Dalam buku Pasar Senen: Reorganisasi Pasar Tahun 1966 – 1993, wilayah Senen awalnya terkenal dengan hasil perkebunannya yang melimpah.
Maka tidak mengherankan kalau lokasi tersebut akhirnya dikembangkan menjadi sebuah pasar, seiring dengan berkembangnya perekonomian masyarakat masa itu.
Tidak hanya sebagai arsitek, Yustinus Vinck diketahui adalah pemilik tanah dari Vincke Passer. Sebelum membangun pasar, dia membuat permohonan ke pemerintah Belanda.
Permohonan pembangunan pasar di Jalan Groote Zuiderweg tersebut, langsung disetujui oleh Gubernur Jenderal Abraham Patras melalui sebuah surat keputusan.
Peraturan
Laman Sindo menyebut, VOC adalah orang yang membuat peraturan bagi para tuan tanah yang memiliki pasar di atas tanah mereka untuk harus membuka pasar pada hari-hari tertentu saja.
Namun seiring berjalannya waktu, Vincke Passer dipakai untuk aktivitas jual beli setiap hari dan tidak hanya terbatas pada hari Senin saja.
Vincke Passer ternyata juga merupakan pasar pertama yang menerapkan sistem jual beli dengan menggunakan uang sebagai alat tukar yang sah.
Pasar Senen pernah mengalami dua kali tragedi kebakaran yang menghanguskan kios-kios di dalamnya, yakni pada 25 April 2014 dan 19 Januari 2017.
Terkenal
Pasar yang terletak di Kecamatan Senen, Jakarta Pusat ini sangat terkenal sebagai pusat niaga. Tak jauh dari Pasar Senen, ada Stasiun Kereta Api Pasar Senen yang juga banyak digunakan masyarakat untuk bepergian ke luar kota.
Menurut jurnal Historia Madania bertajuk “Pasar Senen: Reorganisasi Pasar Tahun 1966 – 1993”, wilayah Senen terkenal dengan hasil perkebunannya. Seiring dengan berkembangnya perekonomian masyarakat saat itu, muncullah gagasan pendirian pasar.
Sang pemilik tanah Senen, Justinus Vinck, kemudian mengajukan permohonan pendirian pasar ke pemerintah Belanda.
Permohonan itu langsung disetujui oleh Gubernur Jenderal Abraham Patras melalui sebuah surat keputusan. Baca Juga Asal Usul Nama Cakung, Dulunya Batas Wilayah Kekuasaan Indonesia dan Sekutu Pasar Senen didirikan tepat di sebelah selatan Jalan Gunung Sahari.
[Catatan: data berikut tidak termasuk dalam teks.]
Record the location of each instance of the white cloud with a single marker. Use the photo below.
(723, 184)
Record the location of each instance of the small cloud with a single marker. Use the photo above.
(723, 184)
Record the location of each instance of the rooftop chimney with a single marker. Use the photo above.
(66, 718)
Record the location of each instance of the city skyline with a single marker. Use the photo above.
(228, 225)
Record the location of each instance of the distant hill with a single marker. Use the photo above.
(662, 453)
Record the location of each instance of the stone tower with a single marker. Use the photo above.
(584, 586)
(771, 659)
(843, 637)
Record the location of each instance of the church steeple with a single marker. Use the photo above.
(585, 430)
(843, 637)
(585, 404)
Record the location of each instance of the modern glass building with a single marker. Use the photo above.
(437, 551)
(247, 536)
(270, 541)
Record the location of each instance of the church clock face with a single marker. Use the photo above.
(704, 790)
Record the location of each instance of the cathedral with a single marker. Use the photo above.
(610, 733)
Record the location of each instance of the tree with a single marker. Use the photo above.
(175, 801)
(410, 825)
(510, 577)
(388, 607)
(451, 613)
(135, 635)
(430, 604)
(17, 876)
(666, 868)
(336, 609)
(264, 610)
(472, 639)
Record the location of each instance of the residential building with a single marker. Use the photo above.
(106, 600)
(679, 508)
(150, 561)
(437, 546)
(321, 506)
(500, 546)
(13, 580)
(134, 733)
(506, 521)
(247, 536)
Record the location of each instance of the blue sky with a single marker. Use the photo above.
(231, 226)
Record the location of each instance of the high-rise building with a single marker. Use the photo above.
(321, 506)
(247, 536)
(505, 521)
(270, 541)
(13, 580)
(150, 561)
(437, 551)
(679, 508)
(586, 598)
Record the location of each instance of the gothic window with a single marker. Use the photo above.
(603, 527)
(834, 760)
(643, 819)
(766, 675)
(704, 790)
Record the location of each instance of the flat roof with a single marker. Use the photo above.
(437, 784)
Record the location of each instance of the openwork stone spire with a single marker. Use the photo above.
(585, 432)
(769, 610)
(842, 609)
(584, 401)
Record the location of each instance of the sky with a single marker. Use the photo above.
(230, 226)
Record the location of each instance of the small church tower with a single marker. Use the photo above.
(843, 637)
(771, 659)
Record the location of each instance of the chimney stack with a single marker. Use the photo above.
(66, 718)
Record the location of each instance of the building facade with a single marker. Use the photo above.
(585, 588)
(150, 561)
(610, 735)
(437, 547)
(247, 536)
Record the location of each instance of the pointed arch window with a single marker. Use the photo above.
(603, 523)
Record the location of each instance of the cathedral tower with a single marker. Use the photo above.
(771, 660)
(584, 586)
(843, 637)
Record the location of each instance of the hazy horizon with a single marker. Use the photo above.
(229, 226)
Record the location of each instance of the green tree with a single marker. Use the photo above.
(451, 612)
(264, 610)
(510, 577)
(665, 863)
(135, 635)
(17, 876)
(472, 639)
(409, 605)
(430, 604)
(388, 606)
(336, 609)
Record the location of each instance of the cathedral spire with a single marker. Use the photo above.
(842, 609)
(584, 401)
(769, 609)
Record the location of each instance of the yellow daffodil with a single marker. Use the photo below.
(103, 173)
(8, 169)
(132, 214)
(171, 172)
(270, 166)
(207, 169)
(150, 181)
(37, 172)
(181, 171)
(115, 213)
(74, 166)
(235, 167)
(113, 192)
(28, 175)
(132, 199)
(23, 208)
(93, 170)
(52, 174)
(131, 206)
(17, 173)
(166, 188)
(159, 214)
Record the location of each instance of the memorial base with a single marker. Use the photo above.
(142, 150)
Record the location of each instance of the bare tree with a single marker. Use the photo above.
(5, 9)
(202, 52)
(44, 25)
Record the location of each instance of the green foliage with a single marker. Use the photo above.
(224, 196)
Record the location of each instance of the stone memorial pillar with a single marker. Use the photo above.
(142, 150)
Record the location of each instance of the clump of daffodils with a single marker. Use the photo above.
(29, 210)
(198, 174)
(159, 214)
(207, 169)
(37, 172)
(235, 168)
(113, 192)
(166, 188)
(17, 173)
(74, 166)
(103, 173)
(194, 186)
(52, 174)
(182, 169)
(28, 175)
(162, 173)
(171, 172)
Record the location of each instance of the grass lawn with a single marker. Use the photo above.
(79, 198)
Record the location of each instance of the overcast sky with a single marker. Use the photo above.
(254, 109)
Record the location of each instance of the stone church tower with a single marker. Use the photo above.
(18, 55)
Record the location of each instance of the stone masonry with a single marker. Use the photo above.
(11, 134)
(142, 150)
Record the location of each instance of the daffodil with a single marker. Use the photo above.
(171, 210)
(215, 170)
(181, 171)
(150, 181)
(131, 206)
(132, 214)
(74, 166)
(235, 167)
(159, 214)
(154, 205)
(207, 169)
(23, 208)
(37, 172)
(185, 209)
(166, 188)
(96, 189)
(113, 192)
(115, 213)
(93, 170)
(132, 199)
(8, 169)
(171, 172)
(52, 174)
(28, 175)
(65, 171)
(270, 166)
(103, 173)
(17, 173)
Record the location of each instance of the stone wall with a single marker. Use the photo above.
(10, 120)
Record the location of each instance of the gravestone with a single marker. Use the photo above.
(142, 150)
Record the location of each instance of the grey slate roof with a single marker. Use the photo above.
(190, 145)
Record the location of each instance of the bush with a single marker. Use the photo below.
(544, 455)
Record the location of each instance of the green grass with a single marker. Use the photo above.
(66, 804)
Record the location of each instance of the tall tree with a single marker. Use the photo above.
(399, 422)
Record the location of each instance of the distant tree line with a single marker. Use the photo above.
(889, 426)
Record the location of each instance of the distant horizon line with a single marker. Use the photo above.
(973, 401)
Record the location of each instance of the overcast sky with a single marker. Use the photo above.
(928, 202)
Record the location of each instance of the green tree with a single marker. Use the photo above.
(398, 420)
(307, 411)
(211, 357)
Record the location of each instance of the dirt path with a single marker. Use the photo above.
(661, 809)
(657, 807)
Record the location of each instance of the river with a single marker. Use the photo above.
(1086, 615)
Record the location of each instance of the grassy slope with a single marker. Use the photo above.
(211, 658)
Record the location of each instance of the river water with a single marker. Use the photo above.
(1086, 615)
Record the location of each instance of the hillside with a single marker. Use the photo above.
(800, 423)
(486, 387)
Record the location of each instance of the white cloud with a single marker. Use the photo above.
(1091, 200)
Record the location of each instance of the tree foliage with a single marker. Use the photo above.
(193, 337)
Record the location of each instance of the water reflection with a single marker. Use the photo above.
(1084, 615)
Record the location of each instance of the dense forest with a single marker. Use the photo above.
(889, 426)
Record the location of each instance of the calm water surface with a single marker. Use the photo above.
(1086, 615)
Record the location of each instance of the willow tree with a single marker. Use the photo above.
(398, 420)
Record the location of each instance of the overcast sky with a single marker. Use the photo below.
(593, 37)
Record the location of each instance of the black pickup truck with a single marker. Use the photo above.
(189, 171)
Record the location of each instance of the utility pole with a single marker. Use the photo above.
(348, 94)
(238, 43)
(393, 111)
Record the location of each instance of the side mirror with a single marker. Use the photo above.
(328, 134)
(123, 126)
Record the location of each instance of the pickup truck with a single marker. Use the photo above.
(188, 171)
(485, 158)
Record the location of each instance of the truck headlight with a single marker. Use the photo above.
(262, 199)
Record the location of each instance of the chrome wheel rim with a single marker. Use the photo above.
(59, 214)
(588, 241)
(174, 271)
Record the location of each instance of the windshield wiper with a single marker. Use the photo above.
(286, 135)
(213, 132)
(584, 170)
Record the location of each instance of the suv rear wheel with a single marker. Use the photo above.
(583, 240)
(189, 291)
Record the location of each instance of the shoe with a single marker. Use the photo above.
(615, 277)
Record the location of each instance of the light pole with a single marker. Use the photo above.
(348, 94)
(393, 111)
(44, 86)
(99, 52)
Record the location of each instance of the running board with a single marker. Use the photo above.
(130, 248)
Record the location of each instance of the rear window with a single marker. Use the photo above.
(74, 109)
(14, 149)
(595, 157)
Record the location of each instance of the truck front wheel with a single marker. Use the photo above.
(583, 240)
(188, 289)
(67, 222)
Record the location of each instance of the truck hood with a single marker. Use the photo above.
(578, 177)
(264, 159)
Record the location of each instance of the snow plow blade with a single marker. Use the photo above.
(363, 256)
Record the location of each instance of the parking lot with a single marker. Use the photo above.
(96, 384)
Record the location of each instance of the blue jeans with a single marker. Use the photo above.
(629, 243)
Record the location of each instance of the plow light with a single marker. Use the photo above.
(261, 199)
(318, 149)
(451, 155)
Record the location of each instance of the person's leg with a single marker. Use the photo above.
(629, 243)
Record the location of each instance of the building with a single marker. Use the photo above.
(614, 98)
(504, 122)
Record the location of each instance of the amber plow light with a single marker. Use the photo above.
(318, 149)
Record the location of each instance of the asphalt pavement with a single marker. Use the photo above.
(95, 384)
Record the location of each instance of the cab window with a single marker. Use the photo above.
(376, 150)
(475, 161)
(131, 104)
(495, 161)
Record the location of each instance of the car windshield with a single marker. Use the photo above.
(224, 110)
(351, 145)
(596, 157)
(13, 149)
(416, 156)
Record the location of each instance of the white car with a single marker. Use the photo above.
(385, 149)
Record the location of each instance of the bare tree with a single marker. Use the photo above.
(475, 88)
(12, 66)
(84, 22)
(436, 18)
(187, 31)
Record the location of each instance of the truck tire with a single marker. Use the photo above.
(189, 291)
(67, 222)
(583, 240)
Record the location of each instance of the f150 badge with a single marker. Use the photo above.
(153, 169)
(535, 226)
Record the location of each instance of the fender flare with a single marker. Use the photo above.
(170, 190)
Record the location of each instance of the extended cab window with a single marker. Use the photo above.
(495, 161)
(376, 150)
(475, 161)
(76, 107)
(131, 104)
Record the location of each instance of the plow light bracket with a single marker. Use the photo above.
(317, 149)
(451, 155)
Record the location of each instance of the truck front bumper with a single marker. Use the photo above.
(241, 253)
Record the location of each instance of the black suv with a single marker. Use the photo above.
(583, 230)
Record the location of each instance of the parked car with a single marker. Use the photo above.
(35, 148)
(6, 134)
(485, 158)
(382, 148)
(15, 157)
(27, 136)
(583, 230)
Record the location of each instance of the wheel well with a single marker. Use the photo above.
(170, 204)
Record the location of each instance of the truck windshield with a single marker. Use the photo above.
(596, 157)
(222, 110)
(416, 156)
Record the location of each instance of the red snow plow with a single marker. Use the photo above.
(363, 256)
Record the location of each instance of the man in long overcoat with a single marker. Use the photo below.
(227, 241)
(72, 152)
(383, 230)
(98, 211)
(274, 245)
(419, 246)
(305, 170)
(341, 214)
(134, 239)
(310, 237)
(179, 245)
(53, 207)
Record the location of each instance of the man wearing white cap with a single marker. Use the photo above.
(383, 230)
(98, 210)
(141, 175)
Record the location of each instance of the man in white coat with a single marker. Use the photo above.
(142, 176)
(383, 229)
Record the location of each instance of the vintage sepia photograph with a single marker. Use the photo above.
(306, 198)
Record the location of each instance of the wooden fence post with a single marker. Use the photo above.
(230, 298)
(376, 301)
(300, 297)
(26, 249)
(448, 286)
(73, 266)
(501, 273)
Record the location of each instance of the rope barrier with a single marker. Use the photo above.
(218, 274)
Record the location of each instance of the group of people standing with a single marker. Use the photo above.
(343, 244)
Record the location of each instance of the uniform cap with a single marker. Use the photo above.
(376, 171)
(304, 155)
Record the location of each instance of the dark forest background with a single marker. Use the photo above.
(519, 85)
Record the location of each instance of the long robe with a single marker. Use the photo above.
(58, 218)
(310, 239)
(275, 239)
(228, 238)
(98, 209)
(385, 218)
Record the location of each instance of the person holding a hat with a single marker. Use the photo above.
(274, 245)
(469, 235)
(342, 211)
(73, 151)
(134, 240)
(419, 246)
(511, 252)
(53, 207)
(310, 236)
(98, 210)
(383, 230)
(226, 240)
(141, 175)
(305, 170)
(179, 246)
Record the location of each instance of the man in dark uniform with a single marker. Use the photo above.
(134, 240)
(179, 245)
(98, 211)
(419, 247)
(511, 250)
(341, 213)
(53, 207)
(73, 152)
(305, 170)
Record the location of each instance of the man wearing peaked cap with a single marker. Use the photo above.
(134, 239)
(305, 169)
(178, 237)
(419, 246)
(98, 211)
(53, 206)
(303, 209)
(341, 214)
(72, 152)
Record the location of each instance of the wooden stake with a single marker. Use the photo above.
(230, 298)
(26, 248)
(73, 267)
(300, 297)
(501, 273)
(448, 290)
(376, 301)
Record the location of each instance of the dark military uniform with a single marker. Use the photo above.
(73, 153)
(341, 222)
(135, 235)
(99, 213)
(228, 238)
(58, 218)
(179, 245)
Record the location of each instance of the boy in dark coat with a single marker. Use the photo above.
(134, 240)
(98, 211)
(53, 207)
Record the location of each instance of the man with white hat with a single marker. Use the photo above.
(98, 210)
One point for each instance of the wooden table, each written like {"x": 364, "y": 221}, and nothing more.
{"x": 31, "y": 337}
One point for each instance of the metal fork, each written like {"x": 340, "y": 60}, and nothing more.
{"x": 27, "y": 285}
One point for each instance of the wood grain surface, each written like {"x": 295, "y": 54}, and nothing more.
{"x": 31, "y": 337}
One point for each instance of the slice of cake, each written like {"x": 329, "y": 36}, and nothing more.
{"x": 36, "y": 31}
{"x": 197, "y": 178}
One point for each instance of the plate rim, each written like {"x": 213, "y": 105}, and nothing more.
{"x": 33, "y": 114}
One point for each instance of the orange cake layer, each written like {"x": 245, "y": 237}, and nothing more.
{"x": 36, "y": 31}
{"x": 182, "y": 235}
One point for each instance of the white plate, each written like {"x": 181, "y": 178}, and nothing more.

Pada masa itu, jalan tersebut dikenal dengan nama Groote Zuiderweg. Namun, orang-orang Belanda lebih mengenal pasar itu dengan nama Vincke Passer atau Pasar Vinck, mengacu pada nama sang pendiri.
Pasar Senen banyak dihuni oleh orang-orang Tionghoa dan sebagian besar dari mereka tinggal di wilayah tersebut.
Pasar ini semakin maju di masa pendudukan Jepang. Bahkan, masih eksis hingga detik ini. Sejarawan Bondan Kanumoyoso menerangkan, Pasar Senen ini merupakan bagian dari perkembangan Kota Batavia lama.
Kota Batavia di abad 17 mulai berkembang ke luar tembok kota (Kota Tua). Keamanan kota mulai terjamin karena ada kesepakatan damai dengan Mataram dan Banten.
Penduduk mulai bisa tinggal dengan aman di luar tembok kota. Penduduk pun mulai berdatangan dan kegiatan ekonomi meningkat. Dosen Universitas Indonesia (UI) itu mengatakan, masyarakat tentunya memerlukan pasar untuk menukar komoditasnya.
Pemerintah Kolonial pun mengizinkan kepada orang-orang yang mempunyai modal dan tanah untuk mendirikan pasar. Pada 1745, Yustinus Vinck mengajukan izin mendirikan pasar di kawasan Tanah Abang dan Senen.
Sebenarnya bukan hanya Yustinus Vinck, tapi ada beberapa orang Belanda lain yang mengajukan izin membuka pasar. Pasar Senen itu sebagian tanahnya milik Cornelis Chasteleindan. Tapi mungkin Yustinus Vinck beli sendiri, yang sekarang menjadi pasar.
Seiring berjalannya waktu, penduduk makin bertambah dan kegiatan ekonomi meningkat. Pasar ini pun buka setiap hari.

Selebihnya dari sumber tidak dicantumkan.